Safety, tumor response by prostate-specific antigen (PSA), circulating tumor cells (CTC), imaging, biomarkers and clinical progression were assessed. Dosing was initiated at 2.5 mg/kg and adjustment for tolerability was allowed. Results: Thirty five pts began treatment at 2.5 mg/kg. Due to neutropenia, the remaining 35 pts began at 2.3 mg/kg. All pts received prior docetaxel and abiraterone and/or enzalutamide. Forty one percent also received cabazitaxel. Adverse events (AEs) were consistent with what was seen in phase I; most common significant AEs were neutropenia (grade 4, 6.7% and 11.4% at 2.3 and 2.5 mg/kg, respectively) and peripheral neuropathy (grade 3 or higher, 6.7% (2.3) and 5.7% (2.5)).

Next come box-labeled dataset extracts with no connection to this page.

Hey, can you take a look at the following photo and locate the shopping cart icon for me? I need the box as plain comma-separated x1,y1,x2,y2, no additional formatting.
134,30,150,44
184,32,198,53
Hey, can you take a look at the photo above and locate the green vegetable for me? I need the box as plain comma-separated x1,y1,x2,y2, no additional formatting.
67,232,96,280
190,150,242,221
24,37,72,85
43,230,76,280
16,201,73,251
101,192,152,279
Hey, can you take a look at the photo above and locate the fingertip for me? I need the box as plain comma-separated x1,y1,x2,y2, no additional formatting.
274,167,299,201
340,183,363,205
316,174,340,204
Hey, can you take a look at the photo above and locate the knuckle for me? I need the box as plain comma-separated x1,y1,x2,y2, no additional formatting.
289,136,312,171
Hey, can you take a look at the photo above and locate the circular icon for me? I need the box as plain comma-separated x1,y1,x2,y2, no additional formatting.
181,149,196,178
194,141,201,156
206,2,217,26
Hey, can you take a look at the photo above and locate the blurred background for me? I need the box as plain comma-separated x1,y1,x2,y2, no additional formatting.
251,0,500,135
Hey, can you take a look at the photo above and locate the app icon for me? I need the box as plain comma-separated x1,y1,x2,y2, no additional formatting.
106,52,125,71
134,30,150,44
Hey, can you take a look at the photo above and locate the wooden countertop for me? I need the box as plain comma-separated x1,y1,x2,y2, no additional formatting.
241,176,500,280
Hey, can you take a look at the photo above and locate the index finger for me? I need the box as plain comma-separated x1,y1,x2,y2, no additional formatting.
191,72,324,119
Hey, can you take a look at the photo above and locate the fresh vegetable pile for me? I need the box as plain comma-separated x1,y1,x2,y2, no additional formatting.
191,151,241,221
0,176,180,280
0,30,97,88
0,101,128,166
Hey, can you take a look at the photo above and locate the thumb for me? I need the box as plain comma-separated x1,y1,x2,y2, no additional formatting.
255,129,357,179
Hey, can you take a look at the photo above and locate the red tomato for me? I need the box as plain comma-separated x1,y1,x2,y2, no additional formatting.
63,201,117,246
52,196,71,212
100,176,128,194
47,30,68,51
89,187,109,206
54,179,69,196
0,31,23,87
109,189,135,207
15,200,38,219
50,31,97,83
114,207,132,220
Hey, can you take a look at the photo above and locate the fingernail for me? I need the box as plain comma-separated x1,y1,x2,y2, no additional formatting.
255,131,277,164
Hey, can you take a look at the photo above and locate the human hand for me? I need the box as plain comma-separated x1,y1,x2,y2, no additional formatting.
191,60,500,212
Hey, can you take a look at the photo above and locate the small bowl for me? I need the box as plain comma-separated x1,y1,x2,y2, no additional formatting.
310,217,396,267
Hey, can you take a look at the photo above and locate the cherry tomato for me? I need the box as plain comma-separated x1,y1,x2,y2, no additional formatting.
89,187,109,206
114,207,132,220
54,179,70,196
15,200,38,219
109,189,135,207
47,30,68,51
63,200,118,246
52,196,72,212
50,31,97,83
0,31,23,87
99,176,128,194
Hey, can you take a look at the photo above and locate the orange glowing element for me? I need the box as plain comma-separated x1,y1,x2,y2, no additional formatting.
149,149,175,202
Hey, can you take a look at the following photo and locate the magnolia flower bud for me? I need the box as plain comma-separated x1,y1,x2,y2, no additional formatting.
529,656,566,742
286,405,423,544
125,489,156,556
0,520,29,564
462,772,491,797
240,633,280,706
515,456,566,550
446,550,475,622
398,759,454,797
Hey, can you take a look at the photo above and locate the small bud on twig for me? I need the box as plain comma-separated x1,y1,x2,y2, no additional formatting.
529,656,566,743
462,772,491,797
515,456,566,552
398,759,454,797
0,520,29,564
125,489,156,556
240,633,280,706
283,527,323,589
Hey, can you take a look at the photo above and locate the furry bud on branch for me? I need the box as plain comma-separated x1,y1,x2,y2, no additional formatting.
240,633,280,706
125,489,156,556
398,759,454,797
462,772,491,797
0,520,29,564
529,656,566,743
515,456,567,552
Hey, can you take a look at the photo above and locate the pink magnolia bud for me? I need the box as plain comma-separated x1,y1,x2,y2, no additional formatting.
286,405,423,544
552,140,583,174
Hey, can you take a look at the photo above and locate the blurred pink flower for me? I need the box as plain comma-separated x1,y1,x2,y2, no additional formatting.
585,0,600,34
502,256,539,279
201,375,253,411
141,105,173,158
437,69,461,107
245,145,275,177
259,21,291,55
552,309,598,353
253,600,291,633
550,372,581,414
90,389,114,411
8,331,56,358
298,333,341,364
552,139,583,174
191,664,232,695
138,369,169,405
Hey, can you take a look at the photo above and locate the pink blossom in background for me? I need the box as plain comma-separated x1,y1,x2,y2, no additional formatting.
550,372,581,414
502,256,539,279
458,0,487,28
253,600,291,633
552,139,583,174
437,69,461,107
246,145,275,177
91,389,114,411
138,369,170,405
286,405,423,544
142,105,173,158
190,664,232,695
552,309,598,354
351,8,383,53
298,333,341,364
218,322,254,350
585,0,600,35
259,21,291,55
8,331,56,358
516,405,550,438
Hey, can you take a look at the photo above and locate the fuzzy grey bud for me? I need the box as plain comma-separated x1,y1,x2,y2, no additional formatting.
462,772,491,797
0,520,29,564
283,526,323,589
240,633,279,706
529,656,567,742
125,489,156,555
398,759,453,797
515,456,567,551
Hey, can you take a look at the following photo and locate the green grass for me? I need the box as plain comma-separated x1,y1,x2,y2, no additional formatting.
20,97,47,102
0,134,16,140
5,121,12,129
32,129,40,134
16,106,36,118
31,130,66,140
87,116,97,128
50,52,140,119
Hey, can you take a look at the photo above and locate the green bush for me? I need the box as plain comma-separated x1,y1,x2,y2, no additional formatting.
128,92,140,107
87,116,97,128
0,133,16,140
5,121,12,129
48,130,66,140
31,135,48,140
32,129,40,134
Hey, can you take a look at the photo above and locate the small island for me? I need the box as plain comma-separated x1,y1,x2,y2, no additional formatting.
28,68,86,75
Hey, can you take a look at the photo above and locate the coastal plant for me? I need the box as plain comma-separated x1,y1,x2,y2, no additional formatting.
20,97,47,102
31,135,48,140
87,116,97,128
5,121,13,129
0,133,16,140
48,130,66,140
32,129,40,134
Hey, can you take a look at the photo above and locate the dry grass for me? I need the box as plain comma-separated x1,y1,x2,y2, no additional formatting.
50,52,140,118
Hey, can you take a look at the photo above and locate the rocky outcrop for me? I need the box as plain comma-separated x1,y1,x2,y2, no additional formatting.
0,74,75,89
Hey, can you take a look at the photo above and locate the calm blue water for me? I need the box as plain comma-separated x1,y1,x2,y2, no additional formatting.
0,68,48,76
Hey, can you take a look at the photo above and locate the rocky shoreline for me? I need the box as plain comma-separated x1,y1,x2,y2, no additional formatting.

Two pts at 2.5 mg/kg died of sepsis. 43% of pts at 2.3 and 37% of pts at 2.5 had declines in CTC from 5 or more to less than 5 cells/7.5 ml blood and 57.1% (2.3) and 74.1% (2.5) had 50% or more CTC declines; 26.1% (2.3) and 16.1% (2.5) had PSA declines of 30% or more thus far. PSA and CTC responses were associated with higher PSMA expression on CTC and lower neuroendocrine (NE) markers. The CTC conversion rate (5 or more to less than 5) was approximately 80% in pts with low NE markers. Prior cabazitaxel or abiraterone and/or enzalutamide did not appear to affect response. Centralized assessments of images by RECIST of all pts are currently planned and will be presented. Conclusions: PSMA ADC at 2.3 mg/kg was generally well tolerated in pts with progressive mCRPC previously treated with taxane. Anti-tumor activity, CTC and PSA reductions were observed at 2.3 and 2.5 mg/kg. Updated safety, tumor response and radiographic assessments from the full cohorts of 2.3 and 2.5 mg/kg will be presented. Testing in taxane naïve pts is also ongoing. Clinical trial information: NCT01695044.....2/2.